My main question is if it is possible to create bit-field in global memory.

Now I know for various reasons Khronos group rejected bit-fields, so only way is to “emulate” them with bigger data types. The most suitable is probably byte (uchar), so I would use byte-field as storage, but treat it as bit-field with some bitwise magic.

The problem is how to access that data storage correctly. Because there’s no synchronization at global level, I can’t read & write to same buffer in single kernel run… it could mess the data (At least I think… I may read the value and right away other item would write there, making my recently read item “expired”). So reading the byte, writing at desired bit and writing byte back could result in error.

I can come up with only one solution - to write only that one bit and leave others untouched, but I don’t think that’s possible in current hardware.

Of course one can simply use bytes as bits, but with small memory sizes and even more limited buffer sizes, their number may be insufficient.

Any suggestions?

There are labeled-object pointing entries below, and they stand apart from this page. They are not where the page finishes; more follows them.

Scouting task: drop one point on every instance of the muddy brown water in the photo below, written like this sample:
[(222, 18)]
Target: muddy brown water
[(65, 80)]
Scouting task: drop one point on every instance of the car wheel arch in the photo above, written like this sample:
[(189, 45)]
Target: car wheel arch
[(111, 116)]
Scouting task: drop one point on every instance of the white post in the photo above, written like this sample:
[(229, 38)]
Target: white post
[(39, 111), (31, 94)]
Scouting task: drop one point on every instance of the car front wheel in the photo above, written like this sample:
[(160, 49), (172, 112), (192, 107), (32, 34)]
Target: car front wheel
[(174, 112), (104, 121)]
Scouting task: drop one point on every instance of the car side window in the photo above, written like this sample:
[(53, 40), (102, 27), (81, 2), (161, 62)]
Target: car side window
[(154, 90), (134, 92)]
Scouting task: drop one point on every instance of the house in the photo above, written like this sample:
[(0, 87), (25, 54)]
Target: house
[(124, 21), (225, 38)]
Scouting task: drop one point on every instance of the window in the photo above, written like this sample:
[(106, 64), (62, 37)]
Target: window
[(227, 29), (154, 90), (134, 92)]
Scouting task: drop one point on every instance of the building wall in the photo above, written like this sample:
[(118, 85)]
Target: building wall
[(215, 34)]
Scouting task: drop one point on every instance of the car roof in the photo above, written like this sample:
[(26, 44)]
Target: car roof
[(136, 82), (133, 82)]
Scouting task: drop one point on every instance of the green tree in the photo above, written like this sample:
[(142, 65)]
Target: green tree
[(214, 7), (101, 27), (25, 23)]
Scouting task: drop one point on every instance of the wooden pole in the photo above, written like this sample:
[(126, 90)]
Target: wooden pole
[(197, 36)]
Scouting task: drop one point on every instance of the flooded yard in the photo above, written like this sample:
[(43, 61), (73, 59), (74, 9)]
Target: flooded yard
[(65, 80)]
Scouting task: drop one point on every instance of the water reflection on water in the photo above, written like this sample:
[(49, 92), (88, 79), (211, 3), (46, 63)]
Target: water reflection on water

I would also appreciate if someone has different idea how to pack results that consist only of “true” and “false”.


Yeah I had the same problem, I think it depends on the problem that you’d like to solve.
I wrote a program which used Schönhage’s algorithm to calculate the factorial of a number
in the fastest way. Using the long16 number and tricking with bits was a nice for this problem, but
I don’t think that would fit your problem because mine wasn’t so good at “parallelizing” so I could wirte my own “bitfield”.
As you said working bad with the data can cause inconsistency, so it’s really hard to use bitfield technique.

I agree. If it would be in scenario where each run index map to one bit in such way that { idx0 -> bit0, idx1 -> bit1 } I could use what I’ve already done… Specify local workgroup size as multiple of 8 (which is needed for performance reasons anyway with sizes multiples of 32), and appoint first processor of that octet to build whole byte from bits and save the result into memory.

However, now I need something that would work with random access too. Starting with elements initialized to false, only requirement is that when a bit is set to true, it won’t change it’s value again.

I think without global synchronization (which would be anyway unsuitable… just imagine the access pattern) or more grained access to level of bits this is impossible, but maybe people with more experience bypassed this with other solution… other than changing data-structure ofc.

At last I have found solution to this: … ic_or.html

I had in memory that I read about usefulness of atomics while operating with global memory, but haven’t investigated this possibility until now.

global atomics are really slow on some hardware, and even if they weren’t - if you’re doing a lot of them it can still be a real bottleneck.

It might be faster to write to the smallest atomic write size (which might not be byte, although you could always use a byte image), and then have a subsequent pass which compresses it back to bits - and store them at least using 32-bit ints.

Or if the data is really sparse, create an edit list which is executed sequentially afterwards.